Nel lavoro che facevo prima me la cavavo altrettanto alla grande nelle call con gli stranieri. Il mio inglese è quello che è, me la cavicchio ma al telefono sono un disastro. Così lasciavo scorrere la conversazione rilasciando saltuariamente i soliti convenevoli (yes, yep, I see, sure, great, fantastic, ok, terrific e compagnia bella) e quando era il mio turno di parlare dicevo cose contestualizzate al tema del meeting telefonico ma che non necessariamente c’entravano con quello che era stato detto sino ad allora. Un metodo rodato che funziona sempre.

Tutta questa lunga esperienza e la tecnica che sono riuscito a sviluppare oggi è perfetta per il mio nuovo lavoro. I bambini di sei/sette anni sono un continuo raccontare qualcosa al maestro. Mi stupisco sempre di tutta questa voglia di confrontarsi che poi, nel giro di qualche tempo, si consumerà esclusivamente in una cameretta con lo smartphone acceso in mano. I miei alunni sono devastanti, da questo punto vista. E non sarebbe un problema se 1. non sapessero parlare 2. non parlassero con le mani davanti alla bocca 3. non avessero un volume di voce inesistente 4. non chiedessero le cose mentre il resto della classe intorno sposta sedie, banchi ed equipaggiamento scolastico come se non ci fosse un domani 5. non parlassero rivolgendo l’apparato fonatorio dalla parte in cui è accaduta la cosa che ti vogliono raccontare e non verso l’insegnante 6. non chiedessero cose assurde tipo maestro Rebecca ha detto che non posso essere un gatto unicorno perché nel gioco che stanno facendo non esistono 7. il maestro non fosse quasi sordo. Ed è inutile chiedere di ripetere perché nemmeno la seconda e la terza e la decima volta non risolverebbero la situazione.

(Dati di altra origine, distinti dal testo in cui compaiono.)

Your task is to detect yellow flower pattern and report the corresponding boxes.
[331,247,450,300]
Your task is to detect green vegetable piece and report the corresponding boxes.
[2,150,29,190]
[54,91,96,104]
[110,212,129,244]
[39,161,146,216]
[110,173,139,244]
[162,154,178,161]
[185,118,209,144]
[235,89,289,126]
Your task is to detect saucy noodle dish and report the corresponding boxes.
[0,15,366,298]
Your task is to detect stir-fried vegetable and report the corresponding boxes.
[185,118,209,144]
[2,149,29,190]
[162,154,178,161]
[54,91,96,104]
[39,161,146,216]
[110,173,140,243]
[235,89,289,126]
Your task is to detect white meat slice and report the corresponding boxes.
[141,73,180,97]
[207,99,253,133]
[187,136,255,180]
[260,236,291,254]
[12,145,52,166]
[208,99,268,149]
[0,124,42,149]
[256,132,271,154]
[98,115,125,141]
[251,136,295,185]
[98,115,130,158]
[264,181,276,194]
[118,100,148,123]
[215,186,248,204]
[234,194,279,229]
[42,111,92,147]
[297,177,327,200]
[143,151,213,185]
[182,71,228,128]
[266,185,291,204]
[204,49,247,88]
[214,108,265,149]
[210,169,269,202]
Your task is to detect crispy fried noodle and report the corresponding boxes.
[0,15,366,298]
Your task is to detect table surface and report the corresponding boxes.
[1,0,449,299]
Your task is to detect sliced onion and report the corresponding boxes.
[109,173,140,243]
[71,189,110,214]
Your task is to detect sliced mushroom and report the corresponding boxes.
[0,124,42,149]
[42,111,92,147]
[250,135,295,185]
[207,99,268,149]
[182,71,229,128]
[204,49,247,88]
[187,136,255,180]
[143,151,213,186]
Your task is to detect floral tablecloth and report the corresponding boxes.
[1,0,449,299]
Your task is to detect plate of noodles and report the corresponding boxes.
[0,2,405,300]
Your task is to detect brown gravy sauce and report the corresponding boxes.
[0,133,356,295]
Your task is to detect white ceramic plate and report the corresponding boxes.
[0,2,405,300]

Ho imparato così a portare sempre con me una gamma di risposte pronte, una specie di risponditore automatico per bambini perfetto per ogni occasione: prova a dirlo direttamente a Rebecca, dovete giocare tutti insieme, molto bello, che brava, bravissimo, prova a riflettere stando seduto nel tuo banco, vai a chiedergli di fare la pace, non voglio che litighiate, adesso vi faccio saltare a entrambi l’intervallo, va bene ma prima rimetti in ordine il banco. Una di queste cose, scelta all’istante interpretando il labiale e il mood di chi mi ha chiesto un parere o un intervento, è provato che salva sempre la situazione. E comunque un bel sì con la testa, ripetuto ad libitum, non si nega a nessuno.